French president Nicolas Sarkozy announced a new investment of 1 billion euros (US $1.4 billion) for nuclear power on Monday, bucking the European trend that has seen other countries move away from nukes in the wake of the Fukushima disaster in Japan.
France gets about three-quarters of its electricity from 58 nuclear reactors, a bigger proportion than any other country in the world. President Sarkozy told reporters on Monday that "there is no alternative to nuclear energy today."

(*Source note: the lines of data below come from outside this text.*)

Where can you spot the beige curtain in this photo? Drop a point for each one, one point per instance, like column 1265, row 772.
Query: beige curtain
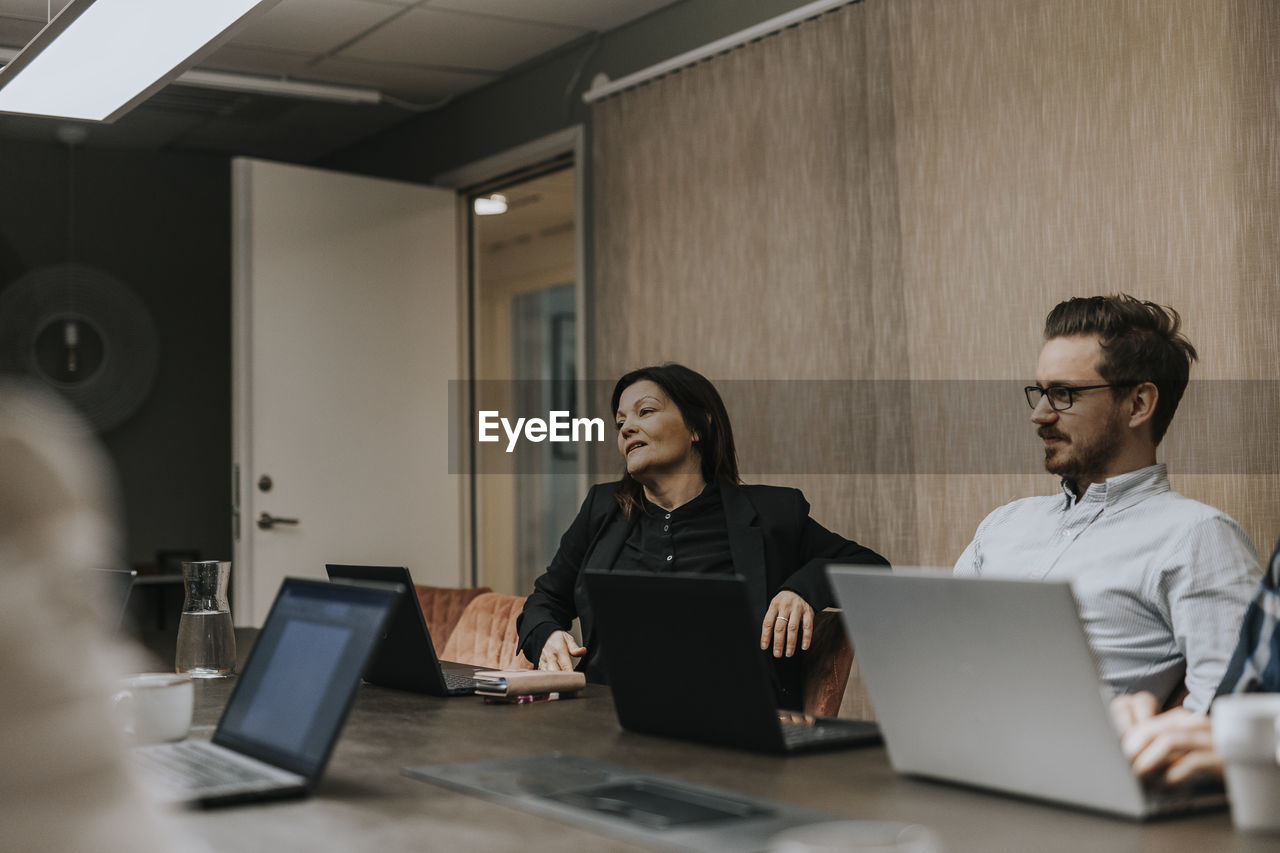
column 892, row 196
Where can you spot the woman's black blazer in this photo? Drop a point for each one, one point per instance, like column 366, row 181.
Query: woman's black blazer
column 772, row 541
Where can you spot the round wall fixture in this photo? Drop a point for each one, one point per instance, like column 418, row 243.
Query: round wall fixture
column 82, row 333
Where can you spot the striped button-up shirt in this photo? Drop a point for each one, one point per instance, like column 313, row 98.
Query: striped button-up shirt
column 1161, row 580
column 1256, row 665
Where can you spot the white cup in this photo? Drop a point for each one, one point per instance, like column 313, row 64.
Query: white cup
column 856, row 836
column 155, row 706
column 1244, row 734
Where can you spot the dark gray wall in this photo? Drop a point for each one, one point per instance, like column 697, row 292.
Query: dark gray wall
column 160, row 223
column 547, row 95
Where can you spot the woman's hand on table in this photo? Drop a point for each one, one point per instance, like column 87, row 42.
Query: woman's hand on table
column 558, row 652
column 787, row 624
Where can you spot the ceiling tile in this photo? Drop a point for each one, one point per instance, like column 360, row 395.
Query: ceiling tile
column 16, row 32
column 411, row 82
column 30, row 9
column 255, row 60
column 598, row 16
column 314, row 26
column 481, row 42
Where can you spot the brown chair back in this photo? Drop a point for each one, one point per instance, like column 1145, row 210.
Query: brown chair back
column 824, row 667
column 485, row 634
column 442, row 609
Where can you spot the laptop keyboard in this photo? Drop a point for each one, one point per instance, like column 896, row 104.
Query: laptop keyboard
column 197, row 765
column 799, row 735
column 458, row 682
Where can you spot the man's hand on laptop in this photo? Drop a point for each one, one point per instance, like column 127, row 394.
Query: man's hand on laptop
column 787, row 623
column 558, row 652
column 1170, row 747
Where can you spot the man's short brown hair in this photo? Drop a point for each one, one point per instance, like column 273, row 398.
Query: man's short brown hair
column 1141, row 342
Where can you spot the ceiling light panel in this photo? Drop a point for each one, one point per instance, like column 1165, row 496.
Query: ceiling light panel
column 110, row 55
column 411, row 82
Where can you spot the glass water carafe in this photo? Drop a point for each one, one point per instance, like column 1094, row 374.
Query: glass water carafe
column 206, row 638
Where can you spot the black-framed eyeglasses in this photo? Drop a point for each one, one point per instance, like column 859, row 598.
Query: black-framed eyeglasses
column 1060, row 397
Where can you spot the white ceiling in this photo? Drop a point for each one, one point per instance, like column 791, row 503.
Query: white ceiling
column 417, row 53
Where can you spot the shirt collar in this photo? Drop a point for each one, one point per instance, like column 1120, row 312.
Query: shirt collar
column 1123, row 489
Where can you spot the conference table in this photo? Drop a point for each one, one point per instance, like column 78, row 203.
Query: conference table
column 366, row 803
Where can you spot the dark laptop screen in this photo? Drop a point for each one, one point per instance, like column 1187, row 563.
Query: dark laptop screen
column 304, row 671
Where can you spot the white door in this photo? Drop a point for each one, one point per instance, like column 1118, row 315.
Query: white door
column 344, row 311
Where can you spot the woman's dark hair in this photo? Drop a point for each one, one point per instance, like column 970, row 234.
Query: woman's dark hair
column 704, row 414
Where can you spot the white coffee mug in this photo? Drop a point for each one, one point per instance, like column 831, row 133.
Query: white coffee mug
column 1246, row 735
column 155, row 706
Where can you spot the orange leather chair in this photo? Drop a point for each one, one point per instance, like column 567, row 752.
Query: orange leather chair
column 824, row 667
column 485, row 634
column 442, row 607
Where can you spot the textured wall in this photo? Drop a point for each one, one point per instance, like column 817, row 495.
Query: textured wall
column 900, row 190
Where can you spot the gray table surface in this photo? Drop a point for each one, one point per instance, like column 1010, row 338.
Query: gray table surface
column 364, row 802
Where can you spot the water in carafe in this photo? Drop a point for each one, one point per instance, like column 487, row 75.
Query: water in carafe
column 206, row 635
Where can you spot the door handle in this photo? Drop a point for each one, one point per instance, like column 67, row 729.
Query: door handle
column 265, row 521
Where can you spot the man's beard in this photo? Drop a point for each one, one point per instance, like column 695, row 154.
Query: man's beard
column 1082, row 459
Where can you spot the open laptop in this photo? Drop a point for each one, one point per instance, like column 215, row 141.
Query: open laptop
column 288, row 706
column 992, row 683
column 406, row 658
column 684, row 657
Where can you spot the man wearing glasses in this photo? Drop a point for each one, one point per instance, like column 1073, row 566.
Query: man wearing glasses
column 1162, row 580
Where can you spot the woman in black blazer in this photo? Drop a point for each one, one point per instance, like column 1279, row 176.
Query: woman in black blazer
column 681, row 507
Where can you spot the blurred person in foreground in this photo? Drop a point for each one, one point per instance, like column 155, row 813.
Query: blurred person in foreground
column 680, row 506
column 1161, row 579
column 1178, row 744
column 63, row 776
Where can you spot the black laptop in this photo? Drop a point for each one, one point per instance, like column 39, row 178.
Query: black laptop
column 289, row 705
column 684, row 660
column 407, row 658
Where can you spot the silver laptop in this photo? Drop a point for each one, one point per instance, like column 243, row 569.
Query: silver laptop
column 288, row 706
column 992, row 683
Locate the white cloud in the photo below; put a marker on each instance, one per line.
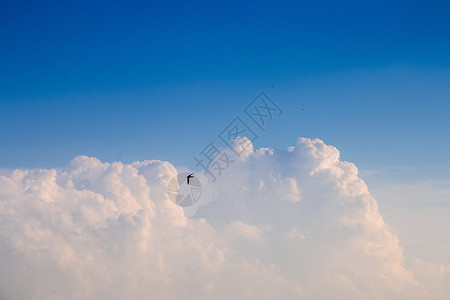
(293, 224)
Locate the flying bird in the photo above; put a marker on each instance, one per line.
(189, 177)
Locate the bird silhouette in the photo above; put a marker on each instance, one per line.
(189, 177)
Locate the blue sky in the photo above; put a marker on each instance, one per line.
(159, 80)
(145, 80)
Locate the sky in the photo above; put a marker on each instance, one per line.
(129, 82)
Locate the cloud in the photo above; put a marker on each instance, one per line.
(279, 224)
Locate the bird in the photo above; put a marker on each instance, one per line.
(189, 177)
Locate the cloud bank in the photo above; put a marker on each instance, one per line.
(280, 224)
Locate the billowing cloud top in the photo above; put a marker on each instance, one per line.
(291, 224)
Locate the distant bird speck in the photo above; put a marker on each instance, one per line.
(189, 177)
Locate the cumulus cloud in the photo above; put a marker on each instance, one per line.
(279, 224)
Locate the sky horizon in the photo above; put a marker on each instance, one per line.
(131, 82)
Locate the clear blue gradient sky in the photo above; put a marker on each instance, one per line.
(152, 80)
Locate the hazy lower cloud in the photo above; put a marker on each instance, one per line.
(290, 224)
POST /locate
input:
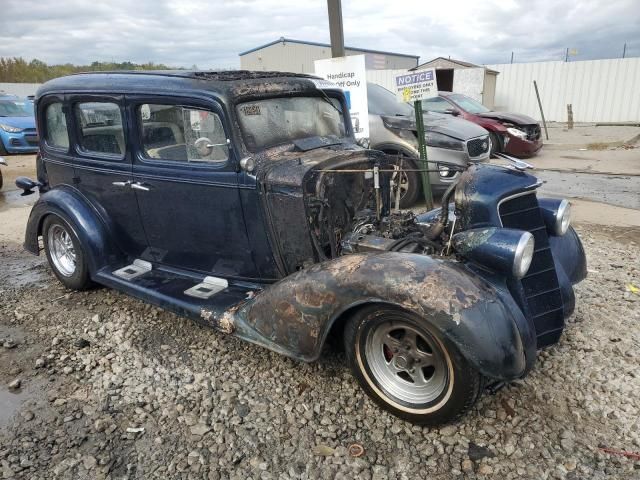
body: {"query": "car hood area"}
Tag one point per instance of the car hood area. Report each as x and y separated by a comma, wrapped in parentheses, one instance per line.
(508, 117)
(444, 124)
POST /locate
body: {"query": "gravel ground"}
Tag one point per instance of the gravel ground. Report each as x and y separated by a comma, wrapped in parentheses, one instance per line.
(113, 388)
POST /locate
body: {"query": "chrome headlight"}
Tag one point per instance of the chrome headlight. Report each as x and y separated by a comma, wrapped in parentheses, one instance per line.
(439, 140)
(517, 133)
(10, 129)
(563, 218)
(524, 255)
(506, 250)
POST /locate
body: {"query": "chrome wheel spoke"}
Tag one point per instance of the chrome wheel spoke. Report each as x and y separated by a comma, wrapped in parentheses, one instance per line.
(407, 362)
(62, 250)
(417, 375)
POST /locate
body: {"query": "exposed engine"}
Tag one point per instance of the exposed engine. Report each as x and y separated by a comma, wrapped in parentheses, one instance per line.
(351, 213)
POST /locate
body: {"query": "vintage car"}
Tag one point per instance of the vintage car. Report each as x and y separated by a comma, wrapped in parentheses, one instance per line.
(241, 199)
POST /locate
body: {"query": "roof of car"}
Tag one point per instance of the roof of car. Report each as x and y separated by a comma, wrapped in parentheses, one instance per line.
(228, 84)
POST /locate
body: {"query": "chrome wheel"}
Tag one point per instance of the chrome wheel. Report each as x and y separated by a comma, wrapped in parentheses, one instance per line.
(62, 251)
(407, 362)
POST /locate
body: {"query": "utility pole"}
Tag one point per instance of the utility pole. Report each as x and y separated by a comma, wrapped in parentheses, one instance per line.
(335, 28)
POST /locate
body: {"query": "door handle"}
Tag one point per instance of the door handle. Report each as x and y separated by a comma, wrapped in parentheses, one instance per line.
(140, 186)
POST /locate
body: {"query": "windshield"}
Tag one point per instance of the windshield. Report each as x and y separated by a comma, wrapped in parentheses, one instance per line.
(468, 104)
(275, 121)
(10, 108)
(383, 102)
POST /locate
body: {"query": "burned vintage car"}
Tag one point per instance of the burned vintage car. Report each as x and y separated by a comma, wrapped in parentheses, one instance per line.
(241, 200)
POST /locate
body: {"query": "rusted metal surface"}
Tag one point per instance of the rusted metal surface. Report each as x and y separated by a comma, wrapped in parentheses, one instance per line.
(297, 312)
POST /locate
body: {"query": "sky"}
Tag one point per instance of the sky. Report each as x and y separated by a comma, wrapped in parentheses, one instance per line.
(211, 34)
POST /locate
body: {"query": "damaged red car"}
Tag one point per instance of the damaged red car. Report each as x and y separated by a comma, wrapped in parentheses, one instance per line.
(511, 133)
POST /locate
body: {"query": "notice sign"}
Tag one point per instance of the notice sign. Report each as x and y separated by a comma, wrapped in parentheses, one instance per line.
(349, 74)
(413, 86)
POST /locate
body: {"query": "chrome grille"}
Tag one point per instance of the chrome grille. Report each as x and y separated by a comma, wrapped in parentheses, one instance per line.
(532, 131)
(478, 146)
(540, 285)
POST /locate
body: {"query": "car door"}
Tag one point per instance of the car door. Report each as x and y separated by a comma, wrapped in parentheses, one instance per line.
(186, 182)
(102, 168)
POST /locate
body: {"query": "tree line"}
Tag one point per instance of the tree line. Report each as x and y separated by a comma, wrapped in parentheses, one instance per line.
(18, 70)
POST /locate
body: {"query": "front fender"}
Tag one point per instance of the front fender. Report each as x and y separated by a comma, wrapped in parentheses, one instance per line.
(296, 313)
(85, 221)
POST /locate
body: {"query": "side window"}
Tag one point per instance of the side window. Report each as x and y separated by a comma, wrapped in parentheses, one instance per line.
(437, 104)
(181, 134)
(56, 126)
(101, 128)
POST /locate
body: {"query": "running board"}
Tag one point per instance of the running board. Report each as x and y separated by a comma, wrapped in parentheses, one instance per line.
(137, 268)
(208, 288)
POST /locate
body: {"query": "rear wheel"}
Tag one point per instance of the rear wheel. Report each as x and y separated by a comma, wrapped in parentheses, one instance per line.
(408, 367)
(64, 252)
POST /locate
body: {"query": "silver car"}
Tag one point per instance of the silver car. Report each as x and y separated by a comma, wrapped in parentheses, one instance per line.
(450, 141)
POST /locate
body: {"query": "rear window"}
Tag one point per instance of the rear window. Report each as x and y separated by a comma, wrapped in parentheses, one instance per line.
(276, 121)
(56, 126)
(181, 134)
(101, 128)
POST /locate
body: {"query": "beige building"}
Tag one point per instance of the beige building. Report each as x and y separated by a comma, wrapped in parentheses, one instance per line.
(297, 56)
(476, 81)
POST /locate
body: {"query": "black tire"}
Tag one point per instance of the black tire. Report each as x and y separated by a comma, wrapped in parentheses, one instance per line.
(459, 392)
(78, 278)
(496, 146)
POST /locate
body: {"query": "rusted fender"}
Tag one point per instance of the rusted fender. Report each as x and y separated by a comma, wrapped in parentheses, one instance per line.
(294, 315)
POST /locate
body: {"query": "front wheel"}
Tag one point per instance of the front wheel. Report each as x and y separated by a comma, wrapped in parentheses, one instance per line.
(408, 367)
(64, 252)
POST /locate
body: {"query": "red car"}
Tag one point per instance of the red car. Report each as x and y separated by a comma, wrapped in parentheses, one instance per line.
(511, 133)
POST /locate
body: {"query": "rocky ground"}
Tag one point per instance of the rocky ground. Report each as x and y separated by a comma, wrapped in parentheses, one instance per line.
(110, 387)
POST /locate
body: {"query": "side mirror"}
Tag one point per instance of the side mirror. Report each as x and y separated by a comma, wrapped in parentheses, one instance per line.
(248, 164)
(27, 185)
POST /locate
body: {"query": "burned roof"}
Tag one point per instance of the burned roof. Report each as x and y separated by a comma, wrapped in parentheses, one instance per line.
(228, 84)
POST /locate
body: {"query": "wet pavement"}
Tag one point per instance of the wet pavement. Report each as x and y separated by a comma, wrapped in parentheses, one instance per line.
(619, 190)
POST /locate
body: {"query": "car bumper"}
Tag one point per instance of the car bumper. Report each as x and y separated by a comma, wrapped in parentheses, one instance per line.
(520, 147)
(19, 142)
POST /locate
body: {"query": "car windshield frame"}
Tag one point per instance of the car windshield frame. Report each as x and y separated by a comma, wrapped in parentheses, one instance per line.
(464, 102)
(336, 103)
(390, 106)
(19, 112)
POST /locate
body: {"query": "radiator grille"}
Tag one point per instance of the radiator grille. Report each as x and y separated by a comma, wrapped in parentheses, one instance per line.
(540, 285)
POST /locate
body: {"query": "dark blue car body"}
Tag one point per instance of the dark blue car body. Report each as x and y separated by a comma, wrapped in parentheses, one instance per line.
(256, 228)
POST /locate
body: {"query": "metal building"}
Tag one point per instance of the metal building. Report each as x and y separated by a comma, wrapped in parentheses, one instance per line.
(297, 56)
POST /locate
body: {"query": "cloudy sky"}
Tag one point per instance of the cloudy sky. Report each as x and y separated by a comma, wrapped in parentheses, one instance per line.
(211, 33)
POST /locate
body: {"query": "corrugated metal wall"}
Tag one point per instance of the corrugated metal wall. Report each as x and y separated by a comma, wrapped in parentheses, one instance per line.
(599, 90)
(299, 58)
(19, 89)
(385, 78)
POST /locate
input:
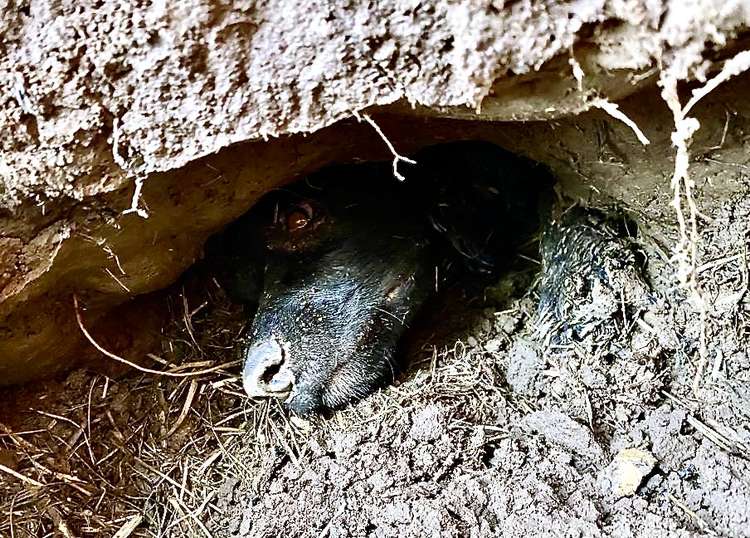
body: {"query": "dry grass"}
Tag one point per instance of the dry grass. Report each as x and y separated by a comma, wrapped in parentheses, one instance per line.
(148, 455)
(91, 455)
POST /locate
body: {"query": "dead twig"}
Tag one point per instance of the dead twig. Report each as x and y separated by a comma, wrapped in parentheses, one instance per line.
(122, 360)
(396, 156)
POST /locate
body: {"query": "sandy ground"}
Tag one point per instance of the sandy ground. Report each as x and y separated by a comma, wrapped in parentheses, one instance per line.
(491, 431)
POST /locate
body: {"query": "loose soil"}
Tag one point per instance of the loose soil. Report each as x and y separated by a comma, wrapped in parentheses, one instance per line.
(491, 431)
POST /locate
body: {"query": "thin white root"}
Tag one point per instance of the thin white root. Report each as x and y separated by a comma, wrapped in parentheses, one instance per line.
(136, 198)
(604, 104)
(686, 250)
(578, 72)
(613, 110)
(397, 157)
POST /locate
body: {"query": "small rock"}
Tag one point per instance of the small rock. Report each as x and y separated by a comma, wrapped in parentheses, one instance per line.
(624, 475)
(427, 424)
(494, 345)
(524, 368)
(561, 430)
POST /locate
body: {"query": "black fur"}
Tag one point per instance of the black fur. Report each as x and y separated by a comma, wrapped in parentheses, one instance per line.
(340, 291)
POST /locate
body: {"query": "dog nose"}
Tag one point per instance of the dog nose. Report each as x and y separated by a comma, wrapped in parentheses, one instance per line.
(266, 372)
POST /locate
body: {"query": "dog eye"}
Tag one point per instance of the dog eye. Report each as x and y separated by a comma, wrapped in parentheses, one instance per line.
(299, 217)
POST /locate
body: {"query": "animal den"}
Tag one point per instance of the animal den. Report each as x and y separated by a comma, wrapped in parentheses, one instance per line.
(581, 369)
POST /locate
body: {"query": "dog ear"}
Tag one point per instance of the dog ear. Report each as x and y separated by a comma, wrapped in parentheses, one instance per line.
(484, 200)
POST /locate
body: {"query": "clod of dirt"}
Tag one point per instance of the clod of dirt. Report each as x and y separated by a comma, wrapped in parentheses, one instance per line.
(561, 430)
(524, 367)
(624, 475)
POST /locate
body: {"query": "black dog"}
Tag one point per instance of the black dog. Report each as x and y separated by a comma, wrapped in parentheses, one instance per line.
(336, 266)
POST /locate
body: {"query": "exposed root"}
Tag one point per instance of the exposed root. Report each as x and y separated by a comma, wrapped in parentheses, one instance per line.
(686, 249)
(134, 202)
(613, 110)
(397, 157)
(605, 104)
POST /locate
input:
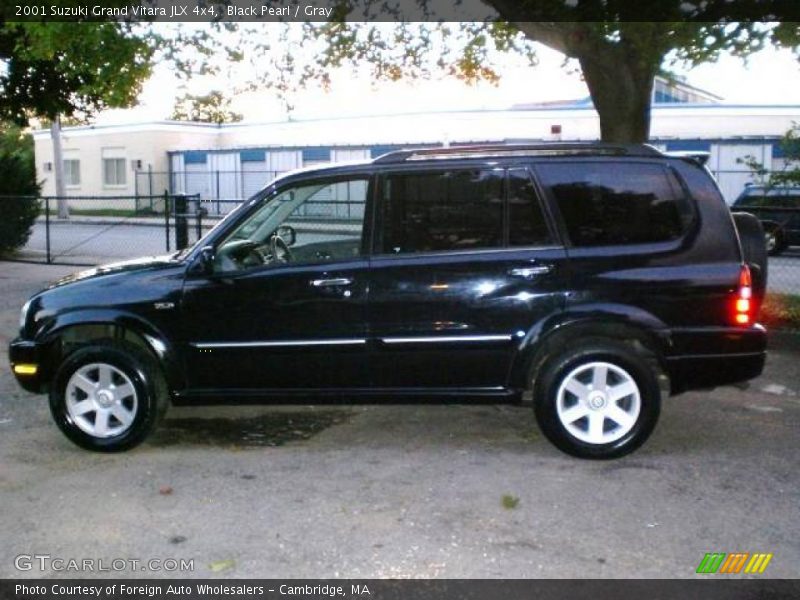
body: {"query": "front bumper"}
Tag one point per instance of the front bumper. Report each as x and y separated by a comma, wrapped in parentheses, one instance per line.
(709, 357)
(24, 354)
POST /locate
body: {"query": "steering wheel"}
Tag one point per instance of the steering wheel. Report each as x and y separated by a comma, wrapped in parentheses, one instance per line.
(279, 249)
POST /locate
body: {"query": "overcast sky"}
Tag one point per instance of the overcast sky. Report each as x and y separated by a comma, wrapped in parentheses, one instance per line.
(769, 77)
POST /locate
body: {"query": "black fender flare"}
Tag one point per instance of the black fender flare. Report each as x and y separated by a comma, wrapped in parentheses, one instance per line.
(165, 351)
(615, 321)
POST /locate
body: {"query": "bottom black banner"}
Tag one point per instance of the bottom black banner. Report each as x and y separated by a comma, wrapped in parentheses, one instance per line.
(381, 589)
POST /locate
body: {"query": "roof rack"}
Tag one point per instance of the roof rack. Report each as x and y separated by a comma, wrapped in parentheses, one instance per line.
(700, 157)
(543, 149)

Of course, the billion-euro investment--which will be accompanied by a further 1.3 billion euros ($1.9 billion) invested in renewable energy--is little more than a drop in the bucket when it comes to expanding nuclear power. Reactor costs run into the multiple billions, and with a new increased focus on safety after Fukushima, those costs could rise even further. The European Union's existing plants are all undergoing additional safety testing after Japan's earthquake and tsunami highlighted some of the risks.
And safety testing aside, much of Europe is taking the opposite tack from France and moving away from nuclear power. Germany has plans to shutter all of its reactors by 2022, and Switzerland, which gets almost 40 percent of its power from five nuclear reactors, will shut all of them down at the end of the reactor lifespans. A recent referendum in Italy showed that 94 percent of voters were against plans to resume a nuclear power program.
In spite of the reactions around the world to Japan's nuclear crisis, France obviously sees little upside to shelving its own nuclear power infrastructure. According to Sarkozy, putting a hold on nuclear power after Fukushima "makes no sense."